Word count by total words.

In the following analyses the word counts were compared to the total amount of words to get information about how many unique words are needed to cover 50% of all word instances in the subsample.

unigrams %>%
count(word, sort = TRUE) %>%
ungroup() %>%
mutate(rank = row_number(),
        total = sum(n), 
        term_frequency = n/total,
        cumsum = cumsum(term_frequency)) %>%
filter(cumsum >= 0.5) %>%
head(1) %>%
mutate(rank = color_tile("#F9A602", "#F9A602")(rank)) %>%
kable("html", escape = FALSE, align = "c", caption = "Most used words separated by textsource") %>%
kable_styling(bootstrap_options = 
              c("striped", "condensed", "bordered"), 
              full_width = FALSE)
Most used words separated by textsource
word n rank total term_frequency cumsum
those 4385 134 5182887 0.0008461 0.5008377

Therefore, 134 words are used to cover 50% of all word instances in the subsample.

Fivegram Analyses

To get more information about higher order n-grams, most common fivegrams are explored as well. Similar to the unigrams, they are created with unnest_tokens. The following graph shows the most common fivegrams in the whole dataset.

#generating fivegrams
fivegrams <- df %>%
  unnest_tokens(fivegram, text, token = "ngrams", n = 5) 

#fivegram counts
fivegram_counts <- fivegrams %>%
  count(fivegram, sort = TRUE)

fivegram_counts %>%
head(9) %>%
ungroup() %>%
mutate(fivegram = reorder(fivegram, n)) %>%
ggplot() +
geom_col(aes(fivegram, n), fill = "#F9A602") +
theme_classic(base_size = 12) +
theme(legend.position = "none", 
      plot.title = element_text(lineheight=.8, face="bold"),
      panel.grid.major = element_blank()) +
xlab("") + 
ylab("Fivegram Count") +
ggtitle("Most Common Fivegrams") +
coord_flip()

Fivegrams by textsource

An additional graph was created to explore the most common 10 fivegrams by the source of text.

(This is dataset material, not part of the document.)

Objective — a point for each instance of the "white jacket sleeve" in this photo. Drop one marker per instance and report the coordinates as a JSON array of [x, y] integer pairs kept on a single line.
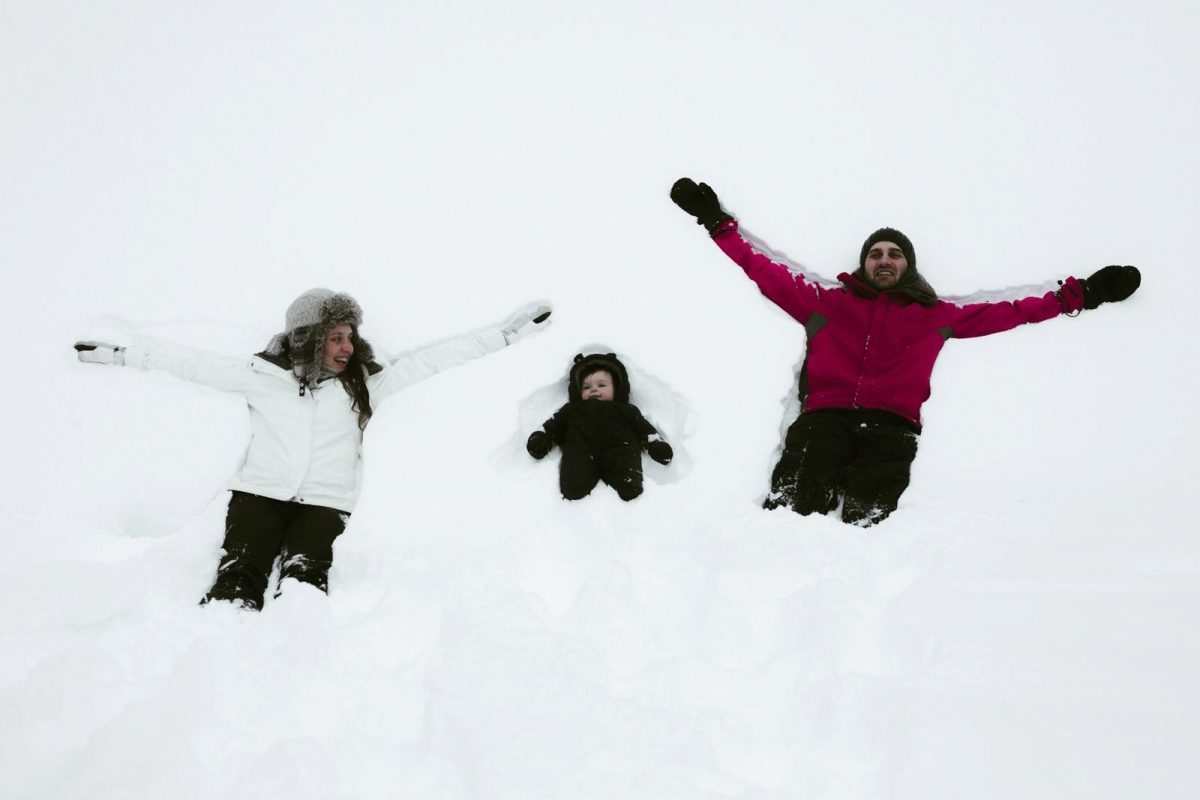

# most common fivegrams by textsource

popular_fivegrams <- fivegrams %>%
  group_by(textsource) %>%
  count(fivegram, textsource, sort = TRUE) %>%
  slice(seq_len(8)) %>%
  ungroup() %>%
  arrange(textsource,n) %>%
  mutate(row = row_number())

popular_fivegrams %>%
ggplot(aes(row, n, fill = textsource)) +
geom_col(show.legend = NULL) +
labs(x = NULL, y = "Word Count") +
ggtitle("Popular fivegrams by source of text") + 
theme_classic(base_size = 12) +
facet_wrap(~textsource, scales = "free") +
scale_x_continuous(  
  breaks = popular_fivegrams$row, 
  labels = popular_fivegrams$fivegram) +
coord_flip() +
theme(plot.title = element_text(lineheight=.8, face="bold")) +
scale_fill_manual(values = colfunc(3)) 

From the exploratory analyses, you get an impression which are the most common fivegrams and unigrams. As described in the beginning, i will build fivegrams, fourgrams, trigrams, bigrams and unigrams for my prediction model. A Katz’s Backoff Modell will be used for next word prediction.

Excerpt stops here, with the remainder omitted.